Evil for the sake of good

“The decision to use evil for the sake of good requires that the decision-maker be willing to bear the brunt of evil.”
[Quote from Bernhard Schlink’s novel Homecoming.]

Should the United States have dropped the atom bombs on Hiroshima and Nagasaki? Was it morally right to kill and injure hundreds of thousands of people with a single command? Was this wanton murder any different from Hitler’s Nazi Germany? After dropping the first one on Hiroshima to prove the point, was the second bomb on Nagasaki necessary?

These questions have been debated since August 1945 to no conclusive end. If we are to go by the fact that the United States has, till date, refused to apologise to the people of Japan for dropping the atom bombs, then we can be sure that the United States feels that they were justified in their action. It was, after all, to shorten the war and save thousands of lives!

It’s interesting to note that the atom bomb was actually intended for Hitler’s Germany. Hitler was evil and had to be stopped. Hitler’s own atomic programme had to be stopped. Even Albert Einstein – an advocate of peace – had urged the United States in their atomic-bomb research by writing to President Franklin D Roosevelt himself.

But Germany lost the war in Europe and surrendered to the Allied Forces in May 1945 – three months before the atom bomb was ready for use. So, Japan became the obvious target.

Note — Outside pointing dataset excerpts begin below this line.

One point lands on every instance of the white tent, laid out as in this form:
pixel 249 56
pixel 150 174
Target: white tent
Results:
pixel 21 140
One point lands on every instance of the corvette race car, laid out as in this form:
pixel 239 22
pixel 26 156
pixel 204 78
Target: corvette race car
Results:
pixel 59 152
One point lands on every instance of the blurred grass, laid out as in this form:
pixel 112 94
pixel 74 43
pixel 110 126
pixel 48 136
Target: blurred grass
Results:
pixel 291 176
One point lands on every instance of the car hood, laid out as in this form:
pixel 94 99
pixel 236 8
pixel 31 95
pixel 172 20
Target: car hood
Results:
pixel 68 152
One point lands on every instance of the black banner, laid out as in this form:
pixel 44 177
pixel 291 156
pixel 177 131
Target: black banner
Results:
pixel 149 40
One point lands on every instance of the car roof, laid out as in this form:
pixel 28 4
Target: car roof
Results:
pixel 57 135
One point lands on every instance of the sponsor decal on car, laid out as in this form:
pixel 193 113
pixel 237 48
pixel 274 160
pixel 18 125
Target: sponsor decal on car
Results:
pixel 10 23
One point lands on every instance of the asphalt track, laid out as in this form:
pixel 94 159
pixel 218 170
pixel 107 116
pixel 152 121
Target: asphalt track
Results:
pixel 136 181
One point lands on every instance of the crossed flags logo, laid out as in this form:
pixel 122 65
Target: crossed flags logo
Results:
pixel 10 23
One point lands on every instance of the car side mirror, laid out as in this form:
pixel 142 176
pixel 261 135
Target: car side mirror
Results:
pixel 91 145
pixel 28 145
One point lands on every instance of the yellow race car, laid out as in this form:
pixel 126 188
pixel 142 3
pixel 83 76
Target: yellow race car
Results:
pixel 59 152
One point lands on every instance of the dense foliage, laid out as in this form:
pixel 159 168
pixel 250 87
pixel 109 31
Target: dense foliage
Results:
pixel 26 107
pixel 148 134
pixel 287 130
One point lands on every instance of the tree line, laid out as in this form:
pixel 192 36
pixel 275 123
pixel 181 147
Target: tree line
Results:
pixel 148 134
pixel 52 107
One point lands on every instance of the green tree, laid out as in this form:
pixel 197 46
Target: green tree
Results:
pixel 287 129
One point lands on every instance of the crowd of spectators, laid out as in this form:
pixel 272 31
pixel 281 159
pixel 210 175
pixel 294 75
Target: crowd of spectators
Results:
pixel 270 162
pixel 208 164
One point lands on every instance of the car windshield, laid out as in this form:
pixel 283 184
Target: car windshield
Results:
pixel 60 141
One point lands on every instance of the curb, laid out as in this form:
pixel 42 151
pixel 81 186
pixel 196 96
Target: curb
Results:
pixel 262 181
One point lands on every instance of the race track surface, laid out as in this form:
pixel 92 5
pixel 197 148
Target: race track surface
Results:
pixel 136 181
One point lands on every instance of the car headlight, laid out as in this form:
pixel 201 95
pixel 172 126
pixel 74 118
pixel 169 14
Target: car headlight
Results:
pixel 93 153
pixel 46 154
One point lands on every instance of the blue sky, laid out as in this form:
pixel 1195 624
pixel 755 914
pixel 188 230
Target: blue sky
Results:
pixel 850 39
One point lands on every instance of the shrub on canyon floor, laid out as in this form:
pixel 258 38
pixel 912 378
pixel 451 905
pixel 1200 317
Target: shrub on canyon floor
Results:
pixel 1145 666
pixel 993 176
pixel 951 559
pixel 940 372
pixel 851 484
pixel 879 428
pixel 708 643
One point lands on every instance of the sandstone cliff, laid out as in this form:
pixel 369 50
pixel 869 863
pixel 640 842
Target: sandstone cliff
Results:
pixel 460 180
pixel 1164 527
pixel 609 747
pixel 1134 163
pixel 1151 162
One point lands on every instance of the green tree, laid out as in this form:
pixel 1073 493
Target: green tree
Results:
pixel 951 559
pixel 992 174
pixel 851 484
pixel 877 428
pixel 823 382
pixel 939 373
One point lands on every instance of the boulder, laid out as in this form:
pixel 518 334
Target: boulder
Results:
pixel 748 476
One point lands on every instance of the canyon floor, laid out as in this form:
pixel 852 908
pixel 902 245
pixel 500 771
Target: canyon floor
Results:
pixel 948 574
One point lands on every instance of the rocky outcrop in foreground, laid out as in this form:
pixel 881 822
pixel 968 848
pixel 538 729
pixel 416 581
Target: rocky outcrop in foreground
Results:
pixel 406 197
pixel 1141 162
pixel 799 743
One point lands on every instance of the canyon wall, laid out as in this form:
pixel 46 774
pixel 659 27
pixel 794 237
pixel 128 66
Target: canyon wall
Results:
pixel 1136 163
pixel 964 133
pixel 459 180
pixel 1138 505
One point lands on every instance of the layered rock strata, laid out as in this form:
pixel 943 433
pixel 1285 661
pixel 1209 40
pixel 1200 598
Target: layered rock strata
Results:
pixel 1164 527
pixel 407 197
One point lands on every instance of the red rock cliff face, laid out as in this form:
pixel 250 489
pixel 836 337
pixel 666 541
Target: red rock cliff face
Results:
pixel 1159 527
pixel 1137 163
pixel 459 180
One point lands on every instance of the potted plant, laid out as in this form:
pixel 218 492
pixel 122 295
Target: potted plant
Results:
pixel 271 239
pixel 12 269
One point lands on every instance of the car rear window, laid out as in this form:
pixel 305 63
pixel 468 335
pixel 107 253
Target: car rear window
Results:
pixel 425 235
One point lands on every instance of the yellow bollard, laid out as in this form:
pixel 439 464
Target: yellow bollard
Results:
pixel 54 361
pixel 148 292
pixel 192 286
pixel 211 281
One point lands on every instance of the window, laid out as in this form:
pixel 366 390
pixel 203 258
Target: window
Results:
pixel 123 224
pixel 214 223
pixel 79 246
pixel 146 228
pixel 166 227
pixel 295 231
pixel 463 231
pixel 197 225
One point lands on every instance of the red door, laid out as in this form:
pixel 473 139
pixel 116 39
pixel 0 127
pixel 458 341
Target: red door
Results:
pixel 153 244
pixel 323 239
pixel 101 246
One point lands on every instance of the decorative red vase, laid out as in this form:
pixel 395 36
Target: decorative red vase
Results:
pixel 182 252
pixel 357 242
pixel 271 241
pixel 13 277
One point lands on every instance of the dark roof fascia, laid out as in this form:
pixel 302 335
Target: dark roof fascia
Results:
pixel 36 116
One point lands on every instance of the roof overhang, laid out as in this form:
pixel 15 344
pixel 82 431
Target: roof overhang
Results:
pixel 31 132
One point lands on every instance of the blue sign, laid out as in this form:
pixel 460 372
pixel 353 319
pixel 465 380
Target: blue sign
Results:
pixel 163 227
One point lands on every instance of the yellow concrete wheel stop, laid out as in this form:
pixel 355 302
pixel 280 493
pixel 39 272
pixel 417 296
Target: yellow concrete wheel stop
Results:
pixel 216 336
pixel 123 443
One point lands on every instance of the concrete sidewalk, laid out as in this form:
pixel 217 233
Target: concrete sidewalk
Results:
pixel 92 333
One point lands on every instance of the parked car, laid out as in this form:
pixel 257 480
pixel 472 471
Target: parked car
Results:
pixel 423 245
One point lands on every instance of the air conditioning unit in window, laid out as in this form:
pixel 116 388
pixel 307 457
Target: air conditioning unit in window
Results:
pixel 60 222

The United States still claims – as they did back in 1945 – that the dropping of the two atom bombs compelled Japan to surrender and bring World War 2 to its end. And so it did. On 15 August 1945, in his acceptance of surrender speech, Emperor Hirohito of Japan said, “The enemy now possesses a new and terrible weapon with the power to destroy many innocent lives and do incalculable damage.”